I actually spoke with Saint about this yesterday while enjoying some Sugarfish. It’s tough, Saint has been around for a long time and is currently contracted on marketing campaigns for some of our sponsors. I have every intention that those deals will continue to run their course, even if he is not under the Curse eSports organization. It’s honestly up to Saint and what he wants to do if the team qualifies. He has the option of playing in LCS or staying under the Curse eSports brand as a personality/streamer. If this happens, then a new, skill-equivalent or better jungler would be procured before the start of the season. It’s not just Saint, other logistics with BunnyFufuu and Keane’s business needs would also need to be worked out. In all – it’s complicated because I’m so deeply invested into the team, I’ll need to figure out those complexities during the sale process.

If multiple challenger teams qualified to into the LCS, or went for sale alongside yours, what added value have you brought to your two challenger teams?
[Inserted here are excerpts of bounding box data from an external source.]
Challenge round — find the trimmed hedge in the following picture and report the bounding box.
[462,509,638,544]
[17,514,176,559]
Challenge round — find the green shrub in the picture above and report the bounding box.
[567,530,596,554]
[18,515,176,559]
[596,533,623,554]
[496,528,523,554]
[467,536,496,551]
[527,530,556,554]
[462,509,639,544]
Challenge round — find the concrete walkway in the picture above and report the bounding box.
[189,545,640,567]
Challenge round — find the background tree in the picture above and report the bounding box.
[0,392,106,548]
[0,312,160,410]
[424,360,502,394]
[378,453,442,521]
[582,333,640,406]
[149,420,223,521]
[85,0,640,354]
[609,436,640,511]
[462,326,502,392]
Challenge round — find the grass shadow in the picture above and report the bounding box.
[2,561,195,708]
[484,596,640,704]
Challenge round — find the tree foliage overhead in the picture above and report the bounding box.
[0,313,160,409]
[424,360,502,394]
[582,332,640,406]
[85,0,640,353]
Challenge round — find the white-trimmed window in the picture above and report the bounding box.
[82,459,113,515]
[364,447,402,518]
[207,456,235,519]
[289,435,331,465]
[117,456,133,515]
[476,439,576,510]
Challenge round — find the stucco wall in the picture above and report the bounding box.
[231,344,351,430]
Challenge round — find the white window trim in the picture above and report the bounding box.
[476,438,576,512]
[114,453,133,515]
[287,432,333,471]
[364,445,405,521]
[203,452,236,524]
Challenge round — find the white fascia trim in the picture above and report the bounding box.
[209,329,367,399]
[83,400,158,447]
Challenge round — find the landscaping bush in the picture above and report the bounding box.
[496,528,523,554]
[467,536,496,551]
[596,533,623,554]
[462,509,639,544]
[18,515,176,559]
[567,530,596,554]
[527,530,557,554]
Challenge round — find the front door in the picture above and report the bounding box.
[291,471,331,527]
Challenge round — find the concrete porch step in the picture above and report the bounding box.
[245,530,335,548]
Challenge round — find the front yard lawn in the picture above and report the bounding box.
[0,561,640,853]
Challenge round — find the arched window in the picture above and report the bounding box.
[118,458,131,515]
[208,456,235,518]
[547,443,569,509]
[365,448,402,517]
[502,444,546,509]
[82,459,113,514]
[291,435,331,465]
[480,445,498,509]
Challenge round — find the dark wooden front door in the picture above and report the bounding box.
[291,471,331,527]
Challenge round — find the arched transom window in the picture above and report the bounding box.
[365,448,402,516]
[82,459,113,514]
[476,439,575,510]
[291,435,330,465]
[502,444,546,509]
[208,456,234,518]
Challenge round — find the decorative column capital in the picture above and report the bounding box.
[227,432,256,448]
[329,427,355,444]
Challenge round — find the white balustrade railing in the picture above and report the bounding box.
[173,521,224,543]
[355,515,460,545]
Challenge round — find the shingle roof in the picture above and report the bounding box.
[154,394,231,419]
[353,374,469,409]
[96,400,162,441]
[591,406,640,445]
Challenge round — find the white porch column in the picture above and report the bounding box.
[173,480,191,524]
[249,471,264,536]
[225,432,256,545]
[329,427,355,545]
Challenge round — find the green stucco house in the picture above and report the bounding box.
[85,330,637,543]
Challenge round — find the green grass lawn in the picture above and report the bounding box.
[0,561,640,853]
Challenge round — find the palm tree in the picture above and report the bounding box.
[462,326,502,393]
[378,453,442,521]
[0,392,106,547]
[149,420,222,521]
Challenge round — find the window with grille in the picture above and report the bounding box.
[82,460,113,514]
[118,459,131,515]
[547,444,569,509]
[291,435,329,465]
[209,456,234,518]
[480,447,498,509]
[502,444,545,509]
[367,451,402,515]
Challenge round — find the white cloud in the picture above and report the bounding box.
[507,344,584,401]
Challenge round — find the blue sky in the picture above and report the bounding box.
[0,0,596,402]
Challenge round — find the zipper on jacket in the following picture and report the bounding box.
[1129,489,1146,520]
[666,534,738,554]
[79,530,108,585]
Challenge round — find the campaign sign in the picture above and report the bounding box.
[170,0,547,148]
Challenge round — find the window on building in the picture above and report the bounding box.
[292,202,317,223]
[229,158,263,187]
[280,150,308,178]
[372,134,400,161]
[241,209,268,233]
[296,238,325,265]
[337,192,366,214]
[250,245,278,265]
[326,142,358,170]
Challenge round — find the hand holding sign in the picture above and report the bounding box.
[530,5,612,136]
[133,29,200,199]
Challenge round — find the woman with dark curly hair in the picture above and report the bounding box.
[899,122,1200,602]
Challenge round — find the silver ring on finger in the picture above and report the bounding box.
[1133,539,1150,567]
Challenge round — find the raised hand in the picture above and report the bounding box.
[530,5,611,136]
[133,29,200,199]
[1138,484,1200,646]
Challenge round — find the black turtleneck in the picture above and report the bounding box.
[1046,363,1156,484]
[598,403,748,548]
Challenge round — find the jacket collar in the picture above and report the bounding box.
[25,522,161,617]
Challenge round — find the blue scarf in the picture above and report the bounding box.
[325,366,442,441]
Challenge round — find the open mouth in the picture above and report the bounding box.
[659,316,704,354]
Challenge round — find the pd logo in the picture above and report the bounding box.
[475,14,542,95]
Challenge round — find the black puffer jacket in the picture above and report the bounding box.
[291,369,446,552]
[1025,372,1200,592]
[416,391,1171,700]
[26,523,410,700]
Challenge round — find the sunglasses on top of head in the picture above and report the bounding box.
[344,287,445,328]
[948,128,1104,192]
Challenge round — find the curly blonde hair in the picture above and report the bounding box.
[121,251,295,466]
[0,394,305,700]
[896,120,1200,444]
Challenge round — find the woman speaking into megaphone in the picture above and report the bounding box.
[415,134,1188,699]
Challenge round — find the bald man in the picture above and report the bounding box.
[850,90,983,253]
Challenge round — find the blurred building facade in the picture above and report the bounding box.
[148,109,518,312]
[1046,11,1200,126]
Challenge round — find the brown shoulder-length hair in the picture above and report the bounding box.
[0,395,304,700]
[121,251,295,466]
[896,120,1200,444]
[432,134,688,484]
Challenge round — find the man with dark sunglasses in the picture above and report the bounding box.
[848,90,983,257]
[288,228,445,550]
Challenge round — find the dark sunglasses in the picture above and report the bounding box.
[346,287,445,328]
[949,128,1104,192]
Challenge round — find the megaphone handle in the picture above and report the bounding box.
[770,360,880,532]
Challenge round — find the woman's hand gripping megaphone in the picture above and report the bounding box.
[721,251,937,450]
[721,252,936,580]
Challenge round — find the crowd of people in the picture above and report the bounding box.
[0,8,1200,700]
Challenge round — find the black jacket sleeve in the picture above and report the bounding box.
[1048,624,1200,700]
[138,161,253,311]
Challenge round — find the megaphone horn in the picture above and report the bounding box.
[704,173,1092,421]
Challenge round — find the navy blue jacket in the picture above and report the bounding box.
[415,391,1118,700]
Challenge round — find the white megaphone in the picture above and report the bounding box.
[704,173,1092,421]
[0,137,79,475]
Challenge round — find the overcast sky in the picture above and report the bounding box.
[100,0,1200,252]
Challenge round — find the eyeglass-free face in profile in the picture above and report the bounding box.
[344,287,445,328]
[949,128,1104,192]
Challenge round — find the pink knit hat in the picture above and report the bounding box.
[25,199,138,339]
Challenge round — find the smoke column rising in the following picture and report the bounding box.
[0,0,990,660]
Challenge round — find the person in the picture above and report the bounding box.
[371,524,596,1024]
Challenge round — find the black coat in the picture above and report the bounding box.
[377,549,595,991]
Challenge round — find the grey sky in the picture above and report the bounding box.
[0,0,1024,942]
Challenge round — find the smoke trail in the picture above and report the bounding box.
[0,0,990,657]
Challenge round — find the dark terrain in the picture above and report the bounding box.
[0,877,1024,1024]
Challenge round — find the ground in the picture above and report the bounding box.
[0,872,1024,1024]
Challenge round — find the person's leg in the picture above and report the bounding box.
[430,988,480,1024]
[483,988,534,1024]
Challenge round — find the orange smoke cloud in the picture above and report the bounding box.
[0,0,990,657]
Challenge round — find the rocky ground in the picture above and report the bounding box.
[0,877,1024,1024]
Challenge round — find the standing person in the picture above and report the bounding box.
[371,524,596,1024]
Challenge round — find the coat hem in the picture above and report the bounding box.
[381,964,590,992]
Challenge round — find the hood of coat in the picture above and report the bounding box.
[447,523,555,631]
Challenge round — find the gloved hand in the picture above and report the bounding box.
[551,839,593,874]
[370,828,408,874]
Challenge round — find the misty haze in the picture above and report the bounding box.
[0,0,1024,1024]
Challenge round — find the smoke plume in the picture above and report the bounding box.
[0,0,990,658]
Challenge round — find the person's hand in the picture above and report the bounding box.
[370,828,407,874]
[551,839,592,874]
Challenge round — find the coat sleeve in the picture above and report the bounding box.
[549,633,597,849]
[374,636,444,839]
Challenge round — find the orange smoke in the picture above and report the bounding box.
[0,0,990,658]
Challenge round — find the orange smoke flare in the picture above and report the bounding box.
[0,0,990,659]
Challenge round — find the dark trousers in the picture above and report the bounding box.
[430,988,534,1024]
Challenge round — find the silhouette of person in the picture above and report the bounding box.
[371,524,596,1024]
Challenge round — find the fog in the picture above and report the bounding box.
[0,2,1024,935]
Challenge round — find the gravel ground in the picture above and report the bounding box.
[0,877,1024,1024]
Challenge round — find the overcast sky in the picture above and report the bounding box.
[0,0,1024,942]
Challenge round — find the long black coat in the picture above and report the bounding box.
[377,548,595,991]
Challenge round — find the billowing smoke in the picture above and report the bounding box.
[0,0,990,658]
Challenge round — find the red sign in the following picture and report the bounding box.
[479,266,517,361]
I can’t speak directly to the manner in which other organizations may run their challenger teams, however I’ll elaborate a bit on what I feel makes Curse Academy and Team Lolpro unique. For Curse Academy, the team is made up of previous LCS players who have experience playing on the big stage. Secondly, I highly value structure and training. All of our players go through HR, Financial, PR, Media, Streaming, Sponsorship, Content Generation and Code of Conduct training. It’s a three day training course with tons of information, examples – nearly 90 slides of content. Sometimes the training is completed personally by me or our Director of eSports. Additionally, we have managers who ensure the players operate within brand and operational guidelines on an ongoing basis. It’s common for teenagers who haven’t been through this kind of training to run additional risks for their organizations – a new owner can have the security knowing they are working with professional athletes. Lastly, our players are likely some of the most well taken care of players in the Challenger scene. They are provided equipment, access to analysts, coaches, managers, and training to compete at the best level. The proof, is that I own and manage two of the top 6 teams in the challenger circuit in North America.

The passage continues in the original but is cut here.